JX Advanced Metals quase triplica o lucro operacional do 1T para ¥81,4 bilhões e eleva a projeção anual para ¥232 bilhões

A receita subiu 36,2% para ¥260,6 bilhões e o lucro operacional disparou 175,5% para ¥81,4 bilhões no trimestre encerrado em junho, impulsionados pelo preço recorde do cobre na LME, por um iene ¥14 mais fraco na comparação anual e por maiores embarques de alvos de pulverização para semicondutores e folha de cobre laminada. Um ganho de alienação no Chile quase quadruplicou o lucro de Materiais de Base, a projeção anual de lucro operacional foi elevada para ¥232,0 bilhões e uma oferta pública de recompra das próprias ações de ¥194,9 bilhões — liquidada em 9 de julho — reduziu em 9,8 pontos o índice de patrimônio da controladora.

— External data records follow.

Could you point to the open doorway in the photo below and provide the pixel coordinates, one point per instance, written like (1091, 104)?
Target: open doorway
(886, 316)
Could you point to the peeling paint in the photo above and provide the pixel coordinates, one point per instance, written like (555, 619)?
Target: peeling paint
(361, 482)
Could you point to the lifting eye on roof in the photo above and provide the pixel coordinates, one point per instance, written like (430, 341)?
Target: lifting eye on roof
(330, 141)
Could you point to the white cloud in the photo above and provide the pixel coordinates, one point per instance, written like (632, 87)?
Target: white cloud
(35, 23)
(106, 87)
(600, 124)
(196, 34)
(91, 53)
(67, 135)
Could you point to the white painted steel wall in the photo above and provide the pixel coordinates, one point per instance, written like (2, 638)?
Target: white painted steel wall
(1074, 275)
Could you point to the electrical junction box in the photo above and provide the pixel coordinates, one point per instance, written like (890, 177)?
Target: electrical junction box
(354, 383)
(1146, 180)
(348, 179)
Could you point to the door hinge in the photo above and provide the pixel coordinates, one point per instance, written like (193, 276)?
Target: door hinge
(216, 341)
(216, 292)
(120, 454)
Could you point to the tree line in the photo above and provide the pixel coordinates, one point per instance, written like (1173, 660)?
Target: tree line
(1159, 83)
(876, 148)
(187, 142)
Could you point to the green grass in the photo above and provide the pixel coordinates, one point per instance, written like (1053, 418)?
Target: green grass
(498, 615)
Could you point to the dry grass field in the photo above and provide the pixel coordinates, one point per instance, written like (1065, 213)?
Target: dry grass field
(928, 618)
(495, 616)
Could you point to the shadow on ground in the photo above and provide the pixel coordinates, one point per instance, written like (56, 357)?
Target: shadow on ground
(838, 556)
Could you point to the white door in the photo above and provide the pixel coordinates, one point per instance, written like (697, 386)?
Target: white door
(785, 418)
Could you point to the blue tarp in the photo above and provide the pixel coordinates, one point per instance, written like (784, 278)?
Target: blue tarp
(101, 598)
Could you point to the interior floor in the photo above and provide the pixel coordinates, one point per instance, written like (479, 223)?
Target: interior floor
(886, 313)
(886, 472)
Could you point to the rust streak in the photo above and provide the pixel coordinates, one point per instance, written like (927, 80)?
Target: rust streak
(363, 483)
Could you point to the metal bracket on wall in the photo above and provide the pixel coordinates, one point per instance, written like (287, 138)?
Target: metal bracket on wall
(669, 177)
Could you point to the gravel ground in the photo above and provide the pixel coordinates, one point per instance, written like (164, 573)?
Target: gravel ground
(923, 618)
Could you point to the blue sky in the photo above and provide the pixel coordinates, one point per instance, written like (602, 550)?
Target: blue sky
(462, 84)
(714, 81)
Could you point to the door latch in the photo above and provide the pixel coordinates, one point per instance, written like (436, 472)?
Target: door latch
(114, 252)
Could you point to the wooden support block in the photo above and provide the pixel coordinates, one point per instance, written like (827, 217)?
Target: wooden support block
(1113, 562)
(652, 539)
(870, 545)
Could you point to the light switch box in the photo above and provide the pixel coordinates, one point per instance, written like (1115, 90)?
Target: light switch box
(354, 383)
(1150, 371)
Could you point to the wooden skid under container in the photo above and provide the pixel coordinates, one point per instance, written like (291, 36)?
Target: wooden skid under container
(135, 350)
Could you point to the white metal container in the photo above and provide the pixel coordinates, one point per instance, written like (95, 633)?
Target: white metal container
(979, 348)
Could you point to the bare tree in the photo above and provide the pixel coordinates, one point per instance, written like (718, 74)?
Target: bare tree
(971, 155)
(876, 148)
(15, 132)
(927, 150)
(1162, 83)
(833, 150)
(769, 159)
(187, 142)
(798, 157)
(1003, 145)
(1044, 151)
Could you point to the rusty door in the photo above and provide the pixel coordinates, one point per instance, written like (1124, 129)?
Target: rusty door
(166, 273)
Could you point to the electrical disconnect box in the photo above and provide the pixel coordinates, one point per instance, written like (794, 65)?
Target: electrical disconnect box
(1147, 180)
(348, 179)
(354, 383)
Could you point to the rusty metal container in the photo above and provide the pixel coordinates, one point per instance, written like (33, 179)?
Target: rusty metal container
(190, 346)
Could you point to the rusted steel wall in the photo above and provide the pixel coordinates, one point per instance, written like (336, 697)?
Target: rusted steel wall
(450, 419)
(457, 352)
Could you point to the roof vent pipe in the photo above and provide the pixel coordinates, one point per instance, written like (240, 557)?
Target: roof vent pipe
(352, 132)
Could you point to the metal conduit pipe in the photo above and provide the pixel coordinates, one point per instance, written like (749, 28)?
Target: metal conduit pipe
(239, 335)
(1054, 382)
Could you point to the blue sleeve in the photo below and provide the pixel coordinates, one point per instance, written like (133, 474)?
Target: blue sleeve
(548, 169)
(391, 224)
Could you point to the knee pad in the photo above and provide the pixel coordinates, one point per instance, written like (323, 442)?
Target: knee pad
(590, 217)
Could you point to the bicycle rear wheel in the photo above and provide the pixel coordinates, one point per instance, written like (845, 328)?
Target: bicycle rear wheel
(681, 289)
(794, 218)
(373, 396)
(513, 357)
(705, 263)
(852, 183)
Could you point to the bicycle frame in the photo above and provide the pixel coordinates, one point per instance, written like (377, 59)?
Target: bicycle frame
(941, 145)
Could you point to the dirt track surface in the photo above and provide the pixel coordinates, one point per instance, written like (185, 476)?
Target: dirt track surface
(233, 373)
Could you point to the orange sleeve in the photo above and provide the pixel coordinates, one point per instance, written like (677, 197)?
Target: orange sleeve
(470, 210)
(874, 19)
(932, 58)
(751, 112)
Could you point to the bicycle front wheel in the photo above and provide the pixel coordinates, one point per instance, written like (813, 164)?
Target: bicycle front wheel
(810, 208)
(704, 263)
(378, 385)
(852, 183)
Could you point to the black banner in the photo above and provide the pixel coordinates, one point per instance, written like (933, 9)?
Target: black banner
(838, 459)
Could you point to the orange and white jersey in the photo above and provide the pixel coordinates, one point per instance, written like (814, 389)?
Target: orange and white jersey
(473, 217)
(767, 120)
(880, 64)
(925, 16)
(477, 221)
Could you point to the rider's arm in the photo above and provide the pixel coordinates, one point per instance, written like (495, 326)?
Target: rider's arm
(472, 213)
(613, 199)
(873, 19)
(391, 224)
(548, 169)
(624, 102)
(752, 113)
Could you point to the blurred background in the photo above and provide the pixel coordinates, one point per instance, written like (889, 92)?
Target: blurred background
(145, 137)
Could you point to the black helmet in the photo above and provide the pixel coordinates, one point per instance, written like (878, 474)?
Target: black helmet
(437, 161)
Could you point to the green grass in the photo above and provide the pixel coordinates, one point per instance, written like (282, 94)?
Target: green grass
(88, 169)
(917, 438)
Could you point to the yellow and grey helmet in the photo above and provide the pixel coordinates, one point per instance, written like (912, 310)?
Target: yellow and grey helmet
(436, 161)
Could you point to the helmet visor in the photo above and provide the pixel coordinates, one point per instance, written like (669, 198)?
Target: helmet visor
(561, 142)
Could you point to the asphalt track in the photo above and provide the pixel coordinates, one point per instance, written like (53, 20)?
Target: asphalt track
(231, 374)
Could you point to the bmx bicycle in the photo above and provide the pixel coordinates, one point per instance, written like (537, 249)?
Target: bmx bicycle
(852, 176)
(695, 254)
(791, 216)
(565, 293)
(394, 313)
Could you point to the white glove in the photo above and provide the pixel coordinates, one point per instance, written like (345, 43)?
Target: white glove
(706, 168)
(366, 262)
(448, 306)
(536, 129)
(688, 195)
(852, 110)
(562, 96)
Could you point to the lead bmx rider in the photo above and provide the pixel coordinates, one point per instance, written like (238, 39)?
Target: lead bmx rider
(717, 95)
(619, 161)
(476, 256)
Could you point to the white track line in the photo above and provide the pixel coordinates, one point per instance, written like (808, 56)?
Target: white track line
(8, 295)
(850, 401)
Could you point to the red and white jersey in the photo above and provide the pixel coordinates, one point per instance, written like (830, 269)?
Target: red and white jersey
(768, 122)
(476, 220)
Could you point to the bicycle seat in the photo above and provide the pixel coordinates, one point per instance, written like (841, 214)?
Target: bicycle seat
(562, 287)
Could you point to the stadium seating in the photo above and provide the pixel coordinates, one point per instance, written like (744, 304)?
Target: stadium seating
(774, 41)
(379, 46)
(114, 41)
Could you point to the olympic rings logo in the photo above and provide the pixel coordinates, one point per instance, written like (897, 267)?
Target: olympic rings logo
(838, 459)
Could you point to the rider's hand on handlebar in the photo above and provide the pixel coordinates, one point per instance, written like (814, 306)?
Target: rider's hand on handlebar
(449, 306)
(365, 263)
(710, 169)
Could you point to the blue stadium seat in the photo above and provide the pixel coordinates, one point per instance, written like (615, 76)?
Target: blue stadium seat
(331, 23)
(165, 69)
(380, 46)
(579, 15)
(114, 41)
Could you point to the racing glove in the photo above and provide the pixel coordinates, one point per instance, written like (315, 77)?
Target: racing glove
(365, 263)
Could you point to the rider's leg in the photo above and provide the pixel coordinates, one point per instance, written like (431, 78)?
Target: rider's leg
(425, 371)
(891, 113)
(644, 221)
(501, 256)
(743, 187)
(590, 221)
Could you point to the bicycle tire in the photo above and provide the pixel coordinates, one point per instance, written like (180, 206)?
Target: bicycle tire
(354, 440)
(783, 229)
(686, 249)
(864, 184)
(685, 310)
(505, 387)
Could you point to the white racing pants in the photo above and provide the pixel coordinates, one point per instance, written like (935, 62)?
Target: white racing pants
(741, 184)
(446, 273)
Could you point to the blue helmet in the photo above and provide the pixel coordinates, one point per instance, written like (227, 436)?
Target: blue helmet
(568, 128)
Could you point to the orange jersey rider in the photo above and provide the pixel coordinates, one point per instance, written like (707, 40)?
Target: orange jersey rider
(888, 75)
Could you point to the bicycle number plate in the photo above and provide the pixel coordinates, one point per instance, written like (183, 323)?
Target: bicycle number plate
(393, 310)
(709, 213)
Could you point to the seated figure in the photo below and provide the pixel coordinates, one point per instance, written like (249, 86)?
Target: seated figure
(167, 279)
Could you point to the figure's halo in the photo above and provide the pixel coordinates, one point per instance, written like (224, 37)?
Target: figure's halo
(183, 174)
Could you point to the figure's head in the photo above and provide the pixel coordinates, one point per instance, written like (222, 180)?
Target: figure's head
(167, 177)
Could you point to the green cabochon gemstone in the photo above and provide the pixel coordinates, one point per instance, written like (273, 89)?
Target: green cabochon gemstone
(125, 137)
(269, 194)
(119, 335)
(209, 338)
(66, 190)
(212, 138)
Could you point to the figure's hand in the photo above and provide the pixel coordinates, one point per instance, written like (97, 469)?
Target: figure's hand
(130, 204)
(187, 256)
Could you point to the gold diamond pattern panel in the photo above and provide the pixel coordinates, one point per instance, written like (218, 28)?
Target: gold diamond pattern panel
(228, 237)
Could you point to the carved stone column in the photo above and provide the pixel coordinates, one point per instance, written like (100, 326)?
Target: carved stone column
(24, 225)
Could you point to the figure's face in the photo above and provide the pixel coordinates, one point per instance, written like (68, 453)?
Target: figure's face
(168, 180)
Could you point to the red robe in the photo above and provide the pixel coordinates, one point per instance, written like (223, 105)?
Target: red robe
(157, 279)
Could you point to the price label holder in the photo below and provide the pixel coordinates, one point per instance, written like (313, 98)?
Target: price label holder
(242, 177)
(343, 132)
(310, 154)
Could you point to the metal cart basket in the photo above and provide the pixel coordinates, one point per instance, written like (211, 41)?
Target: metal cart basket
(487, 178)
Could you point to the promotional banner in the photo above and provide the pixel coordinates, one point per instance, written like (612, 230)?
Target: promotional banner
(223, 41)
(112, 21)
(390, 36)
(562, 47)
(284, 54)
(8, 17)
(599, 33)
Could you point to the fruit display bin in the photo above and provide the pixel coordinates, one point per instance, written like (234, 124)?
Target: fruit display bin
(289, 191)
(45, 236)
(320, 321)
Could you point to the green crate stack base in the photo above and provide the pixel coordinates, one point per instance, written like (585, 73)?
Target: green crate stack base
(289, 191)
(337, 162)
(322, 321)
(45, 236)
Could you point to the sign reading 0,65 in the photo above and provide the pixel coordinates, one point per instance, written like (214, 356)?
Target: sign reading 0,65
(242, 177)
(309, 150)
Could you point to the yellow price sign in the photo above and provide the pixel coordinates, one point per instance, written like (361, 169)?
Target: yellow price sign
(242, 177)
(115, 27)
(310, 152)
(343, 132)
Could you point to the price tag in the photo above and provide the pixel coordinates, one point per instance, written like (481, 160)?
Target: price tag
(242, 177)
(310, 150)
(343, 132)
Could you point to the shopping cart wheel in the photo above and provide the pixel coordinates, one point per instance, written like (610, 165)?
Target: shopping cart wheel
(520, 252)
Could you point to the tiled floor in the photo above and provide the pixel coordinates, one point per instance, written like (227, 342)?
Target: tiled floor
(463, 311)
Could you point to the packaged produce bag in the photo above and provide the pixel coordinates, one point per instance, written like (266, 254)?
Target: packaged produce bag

Sede da JX Advanced Metals em Toranomon, Tóquio JX Advanced Metals Corporation · Tokyo Stock Exchange Prime

A JX Advanced Metals Corporation (TSE: 5016) divulgou em 6 de agosto os resultados consolidados do primeiro trimestre do exercício encerrado em março de 2027 (1º de abril a 30 de junho de 2026) em IFRS. A receita subiu 36,2% para ¥260.604 milhões, o lucro operacional disparou 175,5% para ¥81.446 milhões, o lucro antes de impostos avançou 179,9% para ¥79.644 milhões e o lucro atribuível aos acionistas da controladora saltou 181,3% para ¥53.070 milhões. O lucro básico por ação ficou em ¥56,80, ante ¥20,35 um ano antes, com LPA diluído de ¥56,06, e o resultado abrangente total mais do que sextuplicou, para ¥76.356 milhões (+506,7%). A margem operacional ampliou-se para 31,3%, ante 15,5%. A demonstração de resultados mostra de onde veio a alavancagem: o lucro bruto subiu 39,9%, para ¥58.748 milhões, contra alta de 11,7% das despesas com vendas, gerais e administrativas, enquanto a participação nos lucros de investidas pelo método de equivalência patrimonial mais do que dobrou, para ¥32.854 milhões, ante ¥13.643 milhões, e as outras receitas se multiplicaram para ¥20.719 milhões, ante ¥1.386 milhões. Abaixo da linha operacional ficaram ¥543 milhões de receitas financeiras contra ¥2.345 milhões de custos financeiros, ¥19.226 milhões de despesa com imposto de renda e ¥7.348 milhões de lucro atribuível a participações não controladoras.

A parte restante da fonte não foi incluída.